Now the last section addresses the two most common complaints: “AGC pumps noise” and “AGC clips speech.”
Both are predictable failure modes.
Why does AGC pump noise or clip speech, and how to fix it?
When users complain about “robotic” audio or “volume going up and down,” AGC is often involved. Pumping and clipping come from the same root: gain changes happening at the wrong time and for the wrong signal.
AGC pumps noise when it raises gain during silence or background-only frames. It clips speech when target is too high, max gain is too high, attack is too slow, or there is no limiter. Fix it with speech gating/hold, lower max gain, slower release, correct target, and a brick-wall limiter.
Pumping: AGC follows noise instead of voice
Pumping happens when the detector thinks the background is the signal to normalize. Common causes:
- No speech detector or weak VAD gating inside AGC
- Release too fast
- Hold too short
- Max gain too high
- Noise suppression placed after AGC, so AGC boosts noise then suppression fights it
Fix steps that usually work:
1) Reduce max gain.
2) Add or increase hold/hangover.
3) Slow the release.
4) Enable speech gating if the device supports it.

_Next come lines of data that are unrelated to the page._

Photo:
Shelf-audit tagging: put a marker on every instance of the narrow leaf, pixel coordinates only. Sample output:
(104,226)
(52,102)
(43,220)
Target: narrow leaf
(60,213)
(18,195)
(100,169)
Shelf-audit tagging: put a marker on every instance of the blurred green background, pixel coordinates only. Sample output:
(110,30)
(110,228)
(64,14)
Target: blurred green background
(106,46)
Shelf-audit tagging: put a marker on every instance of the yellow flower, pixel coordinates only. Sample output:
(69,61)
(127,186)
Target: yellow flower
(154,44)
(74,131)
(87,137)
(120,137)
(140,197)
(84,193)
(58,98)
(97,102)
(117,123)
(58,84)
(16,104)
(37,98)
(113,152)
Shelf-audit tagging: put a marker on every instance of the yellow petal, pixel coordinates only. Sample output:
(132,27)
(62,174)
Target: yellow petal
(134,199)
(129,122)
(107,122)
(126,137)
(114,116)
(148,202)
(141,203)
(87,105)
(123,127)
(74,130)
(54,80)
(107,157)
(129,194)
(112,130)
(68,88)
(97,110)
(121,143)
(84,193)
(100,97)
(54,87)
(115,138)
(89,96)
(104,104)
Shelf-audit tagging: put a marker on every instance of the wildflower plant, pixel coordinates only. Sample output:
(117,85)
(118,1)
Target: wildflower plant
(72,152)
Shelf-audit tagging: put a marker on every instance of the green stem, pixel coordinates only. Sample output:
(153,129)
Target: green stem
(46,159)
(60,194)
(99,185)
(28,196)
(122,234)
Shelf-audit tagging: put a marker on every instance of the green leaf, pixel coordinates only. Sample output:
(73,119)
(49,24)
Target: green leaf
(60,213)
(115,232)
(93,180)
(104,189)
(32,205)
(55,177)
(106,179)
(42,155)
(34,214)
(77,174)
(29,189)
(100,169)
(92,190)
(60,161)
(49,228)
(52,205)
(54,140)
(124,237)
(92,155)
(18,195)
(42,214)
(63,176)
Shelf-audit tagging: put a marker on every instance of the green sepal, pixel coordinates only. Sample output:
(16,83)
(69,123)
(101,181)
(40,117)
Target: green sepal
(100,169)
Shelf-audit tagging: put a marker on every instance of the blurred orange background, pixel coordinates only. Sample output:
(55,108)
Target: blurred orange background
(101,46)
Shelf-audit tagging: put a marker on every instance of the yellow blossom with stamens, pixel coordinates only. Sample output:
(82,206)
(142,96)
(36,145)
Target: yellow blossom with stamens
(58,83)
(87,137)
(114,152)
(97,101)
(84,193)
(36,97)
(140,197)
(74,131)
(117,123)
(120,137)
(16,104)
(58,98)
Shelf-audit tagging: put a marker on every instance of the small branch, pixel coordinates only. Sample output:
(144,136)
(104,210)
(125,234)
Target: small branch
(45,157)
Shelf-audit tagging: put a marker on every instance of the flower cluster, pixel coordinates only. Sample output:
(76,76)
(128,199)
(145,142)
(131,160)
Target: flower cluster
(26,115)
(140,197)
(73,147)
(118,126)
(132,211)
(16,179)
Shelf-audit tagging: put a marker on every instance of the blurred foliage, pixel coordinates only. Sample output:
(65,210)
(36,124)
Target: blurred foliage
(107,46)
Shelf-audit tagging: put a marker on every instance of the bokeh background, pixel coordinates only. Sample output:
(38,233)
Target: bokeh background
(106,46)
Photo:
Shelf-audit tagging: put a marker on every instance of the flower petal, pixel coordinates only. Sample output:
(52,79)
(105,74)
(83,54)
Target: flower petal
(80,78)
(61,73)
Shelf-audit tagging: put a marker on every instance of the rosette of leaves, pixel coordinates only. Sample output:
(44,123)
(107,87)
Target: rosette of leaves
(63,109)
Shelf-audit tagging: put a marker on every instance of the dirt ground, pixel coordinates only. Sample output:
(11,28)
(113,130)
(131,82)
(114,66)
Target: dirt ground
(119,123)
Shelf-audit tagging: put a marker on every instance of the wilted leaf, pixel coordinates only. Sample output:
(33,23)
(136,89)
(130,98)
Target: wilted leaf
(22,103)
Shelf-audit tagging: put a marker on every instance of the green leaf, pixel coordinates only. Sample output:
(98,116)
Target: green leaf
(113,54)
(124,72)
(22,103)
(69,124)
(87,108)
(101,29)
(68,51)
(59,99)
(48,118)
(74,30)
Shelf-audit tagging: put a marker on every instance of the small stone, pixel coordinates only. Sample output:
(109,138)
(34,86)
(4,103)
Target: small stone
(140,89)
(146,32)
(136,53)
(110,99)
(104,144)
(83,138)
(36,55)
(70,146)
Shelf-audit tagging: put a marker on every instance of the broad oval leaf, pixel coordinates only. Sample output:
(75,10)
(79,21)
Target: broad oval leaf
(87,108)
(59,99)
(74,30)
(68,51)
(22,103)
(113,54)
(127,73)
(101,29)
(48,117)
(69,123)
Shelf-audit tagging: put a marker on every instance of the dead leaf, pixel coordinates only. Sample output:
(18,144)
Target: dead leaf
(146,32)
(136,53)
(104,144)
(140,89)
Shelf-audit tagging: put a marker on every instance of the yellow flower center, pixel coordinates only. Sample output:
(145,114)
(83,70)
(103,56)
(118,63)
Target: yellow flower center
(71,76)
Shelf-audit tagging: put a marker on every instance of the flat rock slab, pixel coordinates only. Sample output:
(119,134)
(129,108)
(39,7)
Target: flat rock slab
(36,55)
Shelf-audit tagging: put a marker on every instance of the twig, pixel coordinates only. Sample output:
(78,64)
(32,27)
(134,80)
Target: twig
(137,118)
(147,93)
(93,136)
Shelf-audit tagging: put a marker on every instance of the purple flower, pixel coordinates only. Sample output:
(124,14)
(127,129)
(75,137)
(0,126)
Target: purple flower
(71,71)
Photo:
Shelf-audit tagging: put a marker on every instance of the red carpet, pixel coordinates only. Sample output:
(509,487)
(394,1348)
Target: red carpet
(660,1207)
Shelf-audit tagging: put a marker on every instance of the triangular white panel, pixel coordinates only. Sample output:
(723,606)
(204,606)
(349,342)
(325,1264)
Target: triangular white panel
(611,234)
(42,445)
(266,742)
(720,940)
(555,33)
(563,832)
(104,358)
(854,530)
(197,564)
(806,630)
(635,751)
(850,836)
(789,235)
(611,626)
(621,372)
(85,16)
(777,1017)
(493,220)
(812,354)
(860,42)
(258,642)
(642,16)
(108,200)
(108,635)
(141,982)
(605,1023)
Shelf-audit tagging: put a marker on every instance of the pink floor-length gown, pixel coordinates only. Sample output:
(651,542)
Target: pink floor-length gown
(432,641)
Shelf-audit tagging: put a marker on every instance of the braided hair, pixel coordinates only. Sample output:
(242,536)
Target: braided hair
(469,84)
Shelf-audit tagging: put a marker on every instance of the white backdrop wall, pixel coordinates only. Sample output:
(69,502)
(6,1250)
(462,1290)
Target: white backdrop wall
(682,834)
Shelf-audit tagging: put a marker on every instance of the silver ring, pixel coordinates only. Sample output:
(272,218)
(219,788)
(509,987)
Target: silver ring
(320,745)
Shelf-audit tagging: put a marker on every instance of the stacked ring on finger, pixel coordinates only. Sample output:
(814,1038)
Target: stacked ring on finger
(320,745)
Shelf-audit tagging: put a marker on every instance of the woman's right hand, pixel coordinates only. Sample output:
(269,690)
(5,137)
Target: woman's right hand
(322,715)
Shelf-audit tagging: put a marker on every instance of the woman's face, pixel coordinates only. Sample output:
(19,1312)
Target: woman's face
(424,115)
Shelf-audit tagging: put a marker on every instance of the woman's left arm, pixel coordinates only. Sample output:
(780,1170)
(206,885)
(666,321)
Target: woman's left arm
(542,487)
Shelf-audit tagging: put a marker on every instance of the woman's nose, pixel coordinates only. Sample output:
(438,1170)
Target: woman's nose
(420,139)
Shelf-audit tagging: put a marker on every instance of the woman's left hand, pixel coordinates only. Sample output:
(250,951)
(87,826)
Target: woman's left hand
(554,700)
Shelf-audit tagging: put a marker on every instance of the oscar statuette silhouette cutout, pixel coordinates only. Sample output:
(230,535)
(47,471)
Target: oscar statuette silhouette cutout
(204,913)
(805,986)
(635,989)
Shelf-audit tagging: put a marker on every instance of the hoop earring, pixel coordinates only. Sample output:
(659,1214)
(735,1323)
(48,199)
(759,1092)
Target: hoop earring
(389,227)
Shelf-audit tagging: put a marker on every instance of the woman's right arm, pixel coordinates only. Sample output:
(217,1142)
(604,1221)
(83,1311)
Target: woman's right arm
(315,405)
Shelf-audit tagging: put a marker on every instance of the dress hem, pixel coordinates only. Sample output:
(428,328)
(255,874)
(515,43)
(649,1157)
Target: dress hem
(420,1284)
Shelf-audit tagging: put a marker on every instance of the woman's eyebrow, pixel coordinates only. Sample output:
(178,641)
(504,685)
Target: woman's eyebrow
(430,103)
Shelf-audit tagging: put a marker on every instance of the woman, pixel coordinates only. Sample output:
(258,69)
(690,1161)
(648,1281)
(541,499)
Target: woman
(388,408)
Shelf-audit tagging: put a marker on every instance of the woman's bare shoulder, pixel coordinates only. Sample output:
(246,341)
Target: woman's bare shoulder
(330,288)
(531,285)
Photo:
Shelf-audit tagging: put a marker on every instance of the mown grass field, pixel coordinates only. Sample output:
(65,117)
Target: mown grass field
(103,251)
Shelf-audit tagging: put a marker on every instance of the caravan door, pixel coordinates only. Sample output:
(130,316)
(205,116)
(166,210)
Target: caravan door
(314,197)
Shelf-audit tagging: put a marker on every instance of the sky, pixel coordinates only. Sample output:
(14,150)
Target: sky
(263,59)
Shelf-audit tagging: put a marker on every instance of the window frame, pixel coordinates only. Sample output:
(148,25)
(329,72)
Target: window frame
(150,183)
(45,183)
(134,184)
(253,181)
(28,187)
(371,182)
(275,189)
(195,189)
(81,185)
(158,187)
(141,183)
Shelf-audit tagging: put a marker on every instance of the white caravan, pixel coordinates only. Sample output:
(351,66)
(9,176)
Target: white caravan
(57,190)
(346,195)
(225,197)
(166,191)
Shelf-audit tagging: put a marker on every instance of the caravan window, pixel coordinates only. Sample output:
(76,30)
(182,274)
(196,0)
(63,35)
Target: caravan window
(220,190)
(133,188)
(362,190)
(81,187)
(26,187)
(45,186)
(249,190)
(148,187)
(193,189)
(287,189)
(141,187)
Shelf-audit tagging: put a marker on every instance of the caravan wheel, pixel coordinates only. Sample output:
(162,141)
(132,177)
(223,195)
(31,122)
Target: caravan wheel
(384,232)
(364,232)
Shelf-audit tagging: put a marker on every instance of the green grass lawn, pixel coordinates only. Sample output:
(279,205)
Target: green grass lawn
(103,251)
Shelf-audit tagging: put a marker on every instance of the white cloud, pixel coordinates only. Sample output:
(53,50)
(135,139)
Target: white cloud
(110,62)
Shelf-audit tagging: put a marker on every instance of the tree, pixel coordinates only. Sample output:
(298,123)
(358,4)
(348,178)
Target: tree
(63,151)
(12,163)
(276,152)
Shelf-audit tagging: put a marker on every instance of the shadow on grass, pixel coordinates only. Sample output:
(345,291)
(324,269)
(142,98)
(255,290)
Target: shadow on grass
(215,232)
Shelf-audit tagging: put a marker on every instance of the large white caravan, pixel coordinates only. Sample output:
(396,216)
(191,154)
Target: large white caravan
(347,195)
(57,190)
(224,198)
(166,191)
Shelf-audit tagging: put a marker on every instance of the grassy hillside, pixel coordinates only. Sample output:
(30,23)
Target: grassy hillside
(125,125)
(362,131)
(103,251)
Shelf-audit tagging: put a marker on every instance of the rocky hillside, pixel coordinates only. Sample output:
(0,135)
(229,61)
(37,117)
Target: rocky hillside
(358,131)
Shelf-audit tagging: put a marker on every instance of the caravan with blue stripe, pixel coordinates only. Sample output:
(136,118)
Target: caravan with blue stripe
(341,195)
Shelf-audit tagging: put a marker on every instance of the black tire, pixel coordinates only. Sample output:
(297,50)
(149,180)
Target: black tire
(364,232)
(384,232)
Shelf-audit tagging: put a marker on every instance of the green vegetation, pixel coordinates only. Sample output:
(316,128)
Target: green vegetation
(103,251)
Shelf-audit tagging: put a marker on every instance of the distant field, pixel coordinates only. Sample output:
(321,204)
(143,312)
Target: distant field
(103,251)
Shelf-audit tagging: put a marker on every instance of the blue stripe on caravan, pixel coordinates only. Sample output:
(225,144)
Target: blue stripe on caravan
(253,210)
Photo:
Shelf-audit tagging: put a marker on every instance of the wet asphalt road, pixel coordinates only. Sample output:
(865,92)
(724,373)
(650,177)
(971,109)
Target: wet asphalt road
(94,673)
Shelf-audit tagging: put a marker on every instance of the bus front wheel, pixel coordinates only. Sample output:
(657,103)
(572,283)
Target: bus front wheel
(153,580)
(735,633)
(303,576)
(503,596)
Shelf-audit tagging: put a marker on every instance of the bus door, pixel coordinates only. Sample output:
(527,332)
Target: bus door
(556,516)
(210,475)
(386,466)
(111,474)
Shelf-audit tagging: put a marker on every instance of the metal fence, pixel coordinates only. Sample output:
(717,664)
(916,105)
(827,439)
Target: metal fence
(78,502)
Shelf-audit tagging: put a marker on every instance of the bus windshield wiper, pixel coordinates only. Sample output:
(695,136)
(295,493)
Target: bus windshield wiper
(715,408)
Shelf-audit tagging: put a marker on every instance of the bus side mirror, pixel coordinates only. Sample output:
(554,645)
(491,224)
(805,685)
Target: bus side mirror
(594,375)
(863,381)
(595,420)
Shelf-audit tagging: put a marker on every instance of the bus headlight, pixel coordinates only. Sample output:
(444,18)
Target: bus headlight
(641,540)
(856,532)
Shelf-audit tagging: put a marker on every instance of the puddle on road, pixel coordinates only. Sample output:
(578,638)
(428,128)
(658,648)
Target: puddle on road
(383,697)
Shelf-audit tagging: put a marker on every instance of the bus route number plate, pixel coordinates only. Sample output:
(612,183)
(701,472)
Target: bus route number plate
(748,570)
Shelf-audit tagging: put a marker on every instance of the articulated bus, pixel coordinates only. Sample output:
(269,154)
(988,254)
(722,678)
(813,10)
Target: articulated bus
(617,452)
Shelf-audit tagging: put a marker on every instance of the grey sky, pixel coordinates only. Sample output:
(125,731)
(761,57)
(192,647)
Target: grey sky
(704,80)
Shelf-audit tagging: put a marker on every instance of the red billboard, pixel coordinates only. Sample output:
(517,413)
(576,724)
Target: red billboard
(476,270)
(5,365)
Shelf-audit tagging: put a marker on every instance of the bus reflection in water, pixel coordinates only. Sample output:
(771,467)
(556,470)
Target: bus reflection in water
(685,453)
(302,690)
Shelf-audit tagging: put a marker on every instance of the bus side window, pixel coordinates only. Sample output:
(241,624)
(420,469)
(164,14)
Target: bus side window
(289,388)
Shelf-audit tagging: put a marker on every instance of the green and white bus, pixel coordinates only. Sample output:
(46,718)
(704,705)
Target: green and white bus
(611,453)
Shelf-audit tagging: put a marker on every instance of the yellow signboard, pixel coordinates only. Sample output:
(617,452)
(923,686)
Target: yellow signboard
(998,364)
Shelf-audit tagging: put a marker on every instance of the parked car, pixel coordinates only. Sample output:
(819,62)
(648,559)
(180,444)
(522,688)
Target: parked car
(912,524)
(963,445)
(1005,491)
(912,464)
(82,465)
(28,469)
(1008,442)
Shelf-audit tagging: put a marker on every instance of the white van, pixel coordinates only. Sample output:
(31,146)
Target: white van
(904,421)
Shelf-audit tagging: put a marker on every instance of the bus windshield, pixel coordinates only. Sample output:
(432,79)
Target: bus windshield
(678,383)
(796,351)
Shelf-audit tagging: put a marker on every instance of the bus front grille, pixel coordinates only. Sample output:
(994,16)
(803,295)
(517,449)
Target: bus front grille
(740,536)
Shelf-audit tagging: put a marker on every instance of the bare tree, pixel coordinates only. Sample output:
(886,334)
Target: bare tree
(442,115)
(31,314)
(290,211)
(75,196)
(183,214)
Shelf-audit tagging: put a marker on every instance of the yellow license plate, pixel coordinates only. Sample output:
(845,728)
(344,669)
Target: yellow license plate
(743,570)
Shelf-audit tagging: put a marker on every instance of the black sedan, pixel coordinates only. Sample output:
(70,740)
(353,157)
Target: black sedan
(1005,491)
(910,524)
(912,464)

5) Improve BNE or VAD baseline so the system knows what “noise-only” looks like.
Clipping: gain rides too high or reacts too slow
Clipping can be digital (0 dBFS) or analog (mic preamp saturating). Causes include:
- Target level too high
- Attack too slow
- No limiter, or limiter ceiling too high
- Mic gain too high before DSP
- Speakerphone echo path causing extra energy at mic
Fix steps:
1) Lower input gain at the mic/preamp stage if possible.
2) Lower AGC target or reduce ratio.
3) Speed up attack slightly, but keep it natural.
4) Add a limiter with a sensible ceiling (leave headroom).
5) Check AEC so far-end playback is not inflating mic level.
A practical troubleshooting map
| Symptom | Likely cause | Fast fix |
|---|---|---|
| Noise gets louder between words | Release too fast / hold too short | Slow release, increase hold |
| Constant hiss even when nobody speaks | Max gain too high | Reduce max gain, improve noise suppression/BNE |
| Loud talkers distort | Attack too slow or no limiter | Add limiter, lower target, adjust attack |
| Soft talkers still quiet | Max gain too low or target too low | Increase max gain slightly, improve mic placement |
| “Volume rides” during crowd noise | Speech detector confused | Strengthen gating, tune BNE, slow release |
In SIP intercom deployments, a common real fix is not only DSP. It is also physical:
- Improve mic placement to increase speech-to-noise ratio.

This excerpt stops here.